Tom heard the receiver click. He returned to the living room. "It seems Chow’s trapped a varmint in a French restaurant. Sorry, but I― "

"—have to leave," finished Sandy, sourly.

Bashalli had a wry suggestion. "Perhaps he should have it printed on cards."

Meanwhile, Chow hurried back to his table, brushing his considerable
broadside
, for the fourth time, against the low-cut back of a widely seated woman. "Sorry there, ma’am," he muttered, ignoring her glare. "Tables’re a mite close, ain’t they?"

Clumping down at his own elegantly appointed table, the ex-Texan sat fidgeting impatiently. His quarry—a wiry, muscular-looking man with a dangly mustache and tinted glasses—was seated some distance away with two companions. Chow craned for a better look, but his view was partly blocked. He could see the man only in profile.

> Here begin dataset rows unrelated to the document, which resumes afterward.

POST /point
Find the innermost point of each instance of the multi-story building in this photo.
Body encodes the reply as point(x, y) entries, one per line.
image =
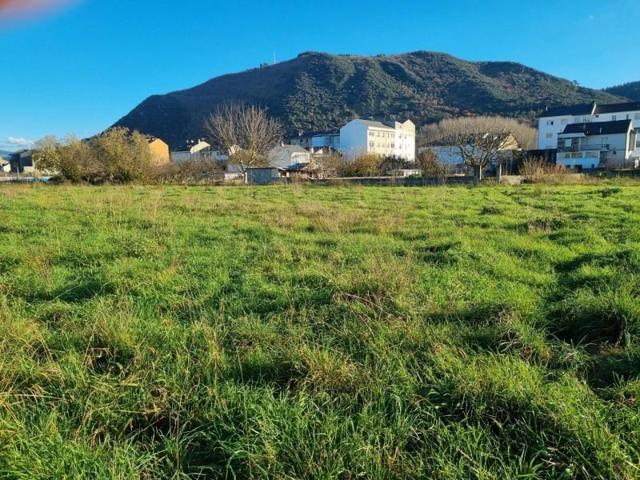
point(554, 121)
point(363, 137)
point(612, 144)
point(317, 141)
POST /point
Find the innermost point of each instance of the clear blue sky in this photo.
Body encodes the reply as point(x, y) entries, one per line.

"Brand my turkey giblets, they’ve finished that blame fancy
dee
-sert," the Texan fretted. "I gotta get a squint at that hombre’s face! They’ll be gone afore Tom gets here!"

"Monsieur is enjoying his
crepes suzette
?"

"Huh?" Chow looked up with a start and saw a waiter hovering at his shoulder. "Oh—er—sure, sure! It’s a great suzette all right. Allus in th’ mood fer good flapjacks, even little bitty ones like these here." Chow reached for more sauce to put over the sugar-powdered pancakes, but instead he absent-mindedly picked up the vinegar and proceeded to pour it on lavishly.